Job Description :

We are seeking a highly skilled Manager Data Engineer with deep expertise in AWS data services, data wrangling using Python & PySpark, and a solid understanding of data governance, lineage, and quality frameworks. The ideal candidate will have a proven track record of delivering end-to-end data pipelines for logistics, supply chain, enterprise finance, or B2B analytics use cases.

Key Responsibilities :

- Design and implement scalable ETL/ELT pipelines using AWS Glue (3.0+), PySpark, and Athena.

- Build and manage data lakes on S3 using the bronze/silver/gold zone structure.

- Ensure pipelines are audit-ready, with validation logs, schema metadata, and classification tagging using Glue Data Catalog.

- Own end-to-end pipeline stages ingestion, transformation, validation, metadata enrichment, and BI readiness.

- Implement data quality frameworks using tools like Great Expectations to catch nulls, outliers, and rule violations early.

- Maintain data lineage and governance using OpenMetadata or Amundsen.

- Collaborate with Data Scientists for ML pipelines, feature engineering, and I/O (JSON/Parquet) optimization.

- Prepare filterable, flattened datasets for BI tools like Sigma, Power BI, or Tableau.

- Interpret complex business metrics (e.g., forecasted revenue, margin, utilization) and translate them into technical logic.

- Build orchestration workflows using AWS Step Functions, EventBridge, and CloudWatch.

- Ensure delivery aligns with evolving business KPIs and compliance standards.

Required Skills :

- Bachelor's or Masters degree in Computer Science, Data Engineering, or a related field.

- 6 to 9 years of hands-on experience in data engineering.

- Minimum 3 years working with AWS-native data platforms.

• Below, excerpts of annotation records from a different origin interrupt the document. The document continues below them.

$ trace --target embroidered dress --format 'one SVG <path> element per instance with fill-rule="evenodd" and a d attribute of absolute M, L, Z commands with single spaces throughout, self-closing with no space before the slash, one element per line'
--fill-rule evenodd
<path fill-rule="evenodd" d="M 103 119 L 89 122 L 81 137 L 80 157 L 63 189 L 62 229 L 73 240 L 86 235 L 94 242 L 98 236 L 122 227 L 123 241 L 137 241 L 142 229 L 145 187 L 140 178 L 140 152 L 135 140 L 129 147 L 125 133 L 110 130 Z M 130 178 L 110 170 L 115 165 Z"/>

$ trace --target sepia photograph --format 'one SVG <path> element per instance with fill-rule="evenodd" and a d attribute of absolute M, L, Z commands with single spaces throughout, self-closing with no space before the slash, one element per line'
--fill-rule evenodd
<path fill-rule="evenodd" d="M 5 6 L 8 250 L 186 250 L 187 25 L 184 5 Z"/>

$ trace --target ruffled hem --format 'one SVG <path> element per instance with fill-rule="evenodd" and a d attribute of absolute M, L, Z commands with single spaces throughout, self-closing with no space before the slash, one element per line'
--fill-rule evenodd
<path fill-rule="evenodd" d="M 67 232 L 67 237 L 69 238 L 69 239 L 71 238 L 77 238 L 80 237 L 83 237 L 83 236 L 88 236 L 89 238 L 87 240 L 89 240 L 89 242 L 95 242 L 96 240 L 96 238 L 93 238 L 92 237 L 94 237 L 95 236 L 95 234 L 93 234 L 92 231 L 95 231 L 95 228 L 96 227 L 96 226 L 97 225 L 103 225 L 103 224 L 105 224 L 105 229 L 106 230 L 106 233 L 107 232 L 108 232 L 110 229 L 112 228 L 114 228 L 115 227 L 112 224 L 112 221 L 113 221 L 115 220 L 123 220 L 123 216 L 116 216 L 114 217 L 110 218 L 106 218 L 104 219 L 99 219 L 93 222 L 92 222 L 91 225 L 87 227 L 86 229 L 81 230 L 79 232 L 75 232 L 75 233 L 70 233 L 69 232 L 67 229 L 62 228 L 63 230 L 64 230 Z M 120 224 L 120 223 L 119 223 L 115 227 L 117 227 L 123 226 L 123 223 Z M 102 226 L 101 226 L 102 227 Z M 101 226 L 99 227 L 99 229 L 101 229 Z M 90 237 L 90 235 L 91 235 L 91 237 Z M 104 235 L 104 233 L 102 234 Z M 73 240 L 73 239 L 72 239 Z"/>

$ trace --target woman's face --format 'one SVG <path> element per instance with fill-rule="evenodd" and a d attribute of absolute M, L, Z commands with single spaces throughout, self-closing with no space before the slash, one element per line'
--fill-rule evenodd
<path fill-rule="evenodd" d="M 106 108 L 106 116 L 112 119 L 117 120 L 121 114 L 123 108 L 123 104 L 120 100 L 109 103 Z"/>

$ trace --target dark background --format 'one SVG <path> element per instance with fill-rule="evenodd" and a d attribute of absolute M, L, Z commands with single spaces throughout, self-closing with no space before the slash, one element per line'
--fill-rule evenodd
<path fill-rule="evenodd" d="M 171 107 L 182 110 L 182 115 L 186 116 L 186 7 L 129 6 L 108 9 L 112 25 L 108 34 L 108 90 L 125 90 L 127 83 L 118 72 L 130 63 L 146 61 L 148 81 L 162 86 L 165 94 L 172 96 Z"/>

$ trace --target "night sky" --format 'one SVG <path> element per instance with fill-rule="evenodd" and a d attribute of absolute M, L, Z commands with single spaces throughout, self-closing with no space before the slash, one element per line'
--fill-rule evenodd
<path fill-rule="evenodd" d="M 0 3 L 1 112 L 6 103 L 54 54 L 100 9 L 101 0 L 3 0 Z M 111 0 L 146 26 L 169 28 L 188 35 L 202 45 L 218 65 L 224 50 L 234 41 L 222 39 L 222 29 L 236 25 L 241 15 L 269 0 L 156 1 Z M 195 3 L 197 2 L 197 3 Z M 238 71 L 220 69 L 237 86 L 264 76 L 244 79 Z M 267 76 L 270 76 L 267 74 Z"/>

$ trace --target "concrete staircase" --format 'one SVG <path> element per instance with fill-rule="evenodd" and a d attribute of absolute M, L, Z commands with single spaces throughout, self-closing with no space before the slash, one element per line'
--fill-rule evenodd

- Strong expertise in AWS ecosystem: Glue, Athena, S3, Step Functions, CloudWatch, EventBridge.

- Programming proficiency in Python 3.x, PySpark, and SQL (Athena/Presto).

- Experience with Pandas, NumPy, and time series manipulation.

- Proven track record of implementing data quality, governance, and lineage (Great Expectations, OpenMetadata, PII tagging).

- Experience in building audit logs, metadata tagging, and schema management.

- Ability to translate business metrics into reliable technical pipelines.

- Strong communication and collaboration with data, QA, and business teams.

- Familiarity with feature engineering, KPI logic, and BI-ready data structures.

Preferred Skills :

- Experience in domains such as logistics, supply chain, enterprise finance, or B2B analytics.

- Exposure to ML pipelines, data modeling, and KPI interpretation.

- Knowledge of Parquet/JSON, Agile development, and BI dashboards.

Success in This Role Means :

- You ship production-ready pipelines with embedded validation and lineage.

- You minimize QA rework by proactively handling edge cases and logic clarity.

- You become a go-to expert for data accuracy and business logic interpretation.

- You deliver scalable solutions that are easy to understand for BI, QA, and architecture teams.